For the last twelve months the film world rallied behind one unifying cause: seeing Terrence Malick’s “The Tree of life” into a major film festival. Last year’s failure to complete the film in time was deemed a disappointment by many and its absence, first from Cannes and then from Venice, was difficult to swallow. And yet, even though I was myself disappointed, I couldn’t help feeling a bit of skepticism. An American filmmaker making a meditative film can be a hit-and-miss thing. The only successful such film (besides movies made by Paul Thomas Anderson, on a different level), and one that bears a strange resemblance to “Tree,” was Stanley Kubrick’s “2001: A Space Odyssey.” Skepticism because I never quite digested the new-agey title of this movie. And what does tree of life really mean? Does such a thing exist, and if one were to make a movie called this way, what would they put in it?
Skepticism because Terrence Malick only makes a movie every eight years or so (if you average out the gaps). That’s not a career, that’s a pastime. And, finally, skepticism at hearing all the rumors during the film’s premiere on Monday in Cannes. Sean Penn and Brad Pitt, who have the lead roles were on hand, as well as the film’s producers, but until the very last step was ascended during the red carpet premiere the director hadn’t shown up and the words on everyone’s lips were, “will Malick be at his own movie’s premiere?” He was a no-show, it turns out. Luc Besson, who attended the premiere, chuckled at a reporter’s question, answering that, “Malick is shy, very shy. He is in Cannes, but he’s with us in spirit.” What does this mean? Is Malick so timid that he has a God complex?
If only the movie were good. If, towering over this fog of tittle-tattle and explanations “Tree of Life” were the movie of the year, then all this would be just well. It’s not. As I sat through the two-plus hours that this movie lasts, instead of pondering the meaning of life or try to follow the non-existent narrative I thought about a novel I’ve been meaning to write, wondered whether I should check my iPhone for new emails and would that bother anyone in the theatre, that I was glad I hadn’t purchased any popcorn, and that “Tree” reminded of Rob Reiner’s movie “Stand by me” (1986). Finally, I realized that a lot of the buzz from the last twelve months had been about the filmmaker’s shyness, his pathological discretion, and not so much about the movie itself. And that tends to make me suspicious.
“Tree of life,” with its simple-minded take on adolescent angst is a sophomoric copy-and-paste of Antonioni (Sean Penn walking dreamily along the sand dunes), Kubrick (Nature Channel- and sci-fi-style footage) and the same aforementioned Rob Reiner movie.

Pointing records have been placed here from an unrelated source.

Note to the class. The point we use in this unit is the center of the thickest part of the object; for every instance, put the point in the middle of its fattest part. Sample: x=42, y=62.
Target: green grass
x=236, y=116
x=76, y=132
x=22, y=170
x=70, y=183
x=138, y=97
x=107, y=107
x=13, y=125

It is also one of those rare movies given ungodly amounts of hype (mostly abroad, however) which have no redeemable value. From the constantly moving camera work (watching “Tree” gives you the same perspective on things as a fly who’s taken too many dives in a beer mug), to the glib, episodic bursts of dialogue spoken mostly in whispered tones (you can tell Malick was probably a fan of those old Calvin Klein commercials), and a stunning (stunningly long and stunningly superfluous) twenty minute-long nature montage—alternately showing asteroids, coral reefs, spermatozoa and other things that looked like spermatozoa—which steamrolled through an already flat narrative, Malick has not only fallen into every trap, but he’s cheerfully devised new ones, too.
But all is not lost for “Tree of life.” Mr. Malick is lucky to have two terrific actors, Sean Penn and Brad Pitt, putting their weight behind the movie as it is being rolled out in theatres this month. And there still remains twenty-four hours before the Cannes jury decides on a winner. Although winning a Palme has never been a forerunner of B.O success for American movies, it certainly won’t hurt “Tree of life” in the long run.